Extraits du Nouvel Observateur : Semaine du jeudi 3 janvier 2002 - n°1939 - DossierQue de progrès, dans nos sociétés, depuis deux siècles! Et pourtant...Un entretien avec Boris Cyrulnik 

Le Nouvel Observateur. – Vous avez beaucoup écrit sur l’aptitude au bonheur de ceux que la vie paraissait condamner au malheur, ceux qu’on appelle les «résilients», les rescapés du malheur. Et beaucoup écrit aussi sur l’inaptitude au bonheur de ceux qui ont, comme on dit, «tout pour être heureux». Au fond, quel est cet état qu’on nomme bonheur?

 Boris Cyrulnik. – Je commencerai par une anecdote. Un jour, un labo m’a demandé de faire un enseignement postuniversitaire à des généralistes. J’ai proposé de noter pendant deux mois les phrases amusantes ou pénétrantes de mes patients, pour les commenter avec les médecins. J’en ai rempli plusieurs petits carnets. Parmi ces phrases, il y en a une qui revenait régulièrement et que je notais toujours avec le même étonnement: «J’ai souvent connu le bonheur, mais ça ne m’a jamais rendu heureux.» Comment expliquer cette phrase?«J’ai souvent connu le bonheur»: autrement dit, j’ai souvent connu des situations qui correspondaient à l’idée, à l’anticipation que j’avais de ce qu’il faut pour être heureux. Pauvre, je rêve que si j’étais riche, je serais heureux. Handicapé physique, je rêve que si j’avais mes deux jambes, je serais heureux. Ou bien encore – je pense à un patient particulier: si je suis reçu à mon concours (il a été admis dans une grande école), si je suis nommé dans le Midi (il a été nommé dans le Midi), si je peux travailler dans cette entreprise (il a été nommé dans cette entreprise), je serais heureux. Il a réalisé ses morceaux de rêve, donc il «a connu» le bonheur… et il n’était pas heureux. Parce qu’au cours de son histoire personnelle, il avait appris à ne pas être heureux.

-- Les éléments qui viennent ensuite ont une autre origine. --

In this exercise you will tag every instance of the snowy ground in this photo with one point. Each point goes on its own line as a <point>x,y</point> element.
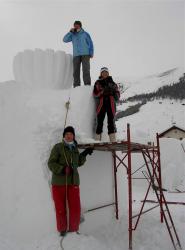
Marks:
<point>32,122</point>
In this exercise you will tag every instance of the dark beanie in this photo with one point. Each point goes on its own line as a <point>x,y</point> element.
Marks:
<point>78,23</point>
<point>69,129</point>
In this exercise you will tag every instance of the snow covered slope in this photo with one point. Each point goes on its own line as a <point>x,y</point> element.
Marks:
<point>32,118</point>
<point>150,83</point>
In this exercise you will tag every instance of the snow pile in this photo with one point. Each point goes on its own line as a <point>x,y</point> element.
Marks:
<point>32,122</point>
<point>33,113</point>
<point>43,69</point>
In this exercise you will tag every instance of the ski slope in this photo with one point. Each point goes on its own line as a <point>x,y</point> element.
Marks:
<point>32,119</point>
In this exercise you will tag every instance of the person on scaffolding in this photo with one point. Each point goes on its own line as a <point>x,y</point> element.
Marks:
<point>83,50</point>
<point>63,162</point>
<point>106,95</point>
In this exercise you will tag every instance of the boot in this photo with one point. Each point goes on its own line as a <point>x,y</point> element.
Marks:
<point>98,137</point>
<point>112,137</point>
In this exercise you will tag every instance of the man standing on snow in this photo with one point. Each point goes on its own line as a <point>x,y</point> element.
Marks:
<point>63,162</point>
<point>106,94</point>
<point>83,50</point>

Quand il était enfant, ses parents étaient très souvent absents; il avait vécu de longues périodes d’isolement, se réfugiant dans les livres pour échapper à la souffrance. Ce qui s’était imprégné ans sa mémoire, c’était une manière d’aimer insécure: on ne peut pas m’aimer, je ne suis pas aimable; la preuve, c’est que ceux que j’aime me laissent pour courir le monde. Donc si, par malheur, j’aime quelqu’un, il va me quitter. Comme c’était un petit garçon intelligent, il avait pu cacher sa peur de vivre et sa peur de la société en devenant anormalement bon élève. Grâce à quoi il avait réalisé ses rêves… et il était malheureux. Parce que sa mémoire était imprégnée d’une inaptitude à être heureux.

 

N. O. – Peut-être était-il malheureux, aussi, non pas malgré mais à cause de ses succès? N’y a-til pas une forme de malheur, ou de non-bonheur, qui vient de ce que l’accomplissement de nos rêves nous laisse en panne de désir?

 

B. Cyrulnik. – Beaucoup de gens, en effet, sont tristes après la réalisation d’un projet. Les étudiants, le lendemain d’un examen, disent: je flotte, ma journée est vide. Ils trouvent rapidement autre chose à faire parce qu’ils sont jeunes et qu’ils ont des plaisirs et des soucis: de quoi faire une vie. Mais beaucoup dépriment après un accomplissement. Un ami, qui venait de faire une très belle exposition de peinture, m’a dit récemment: c’est un bonheur et je sais que je vais avoir six mois de dépression…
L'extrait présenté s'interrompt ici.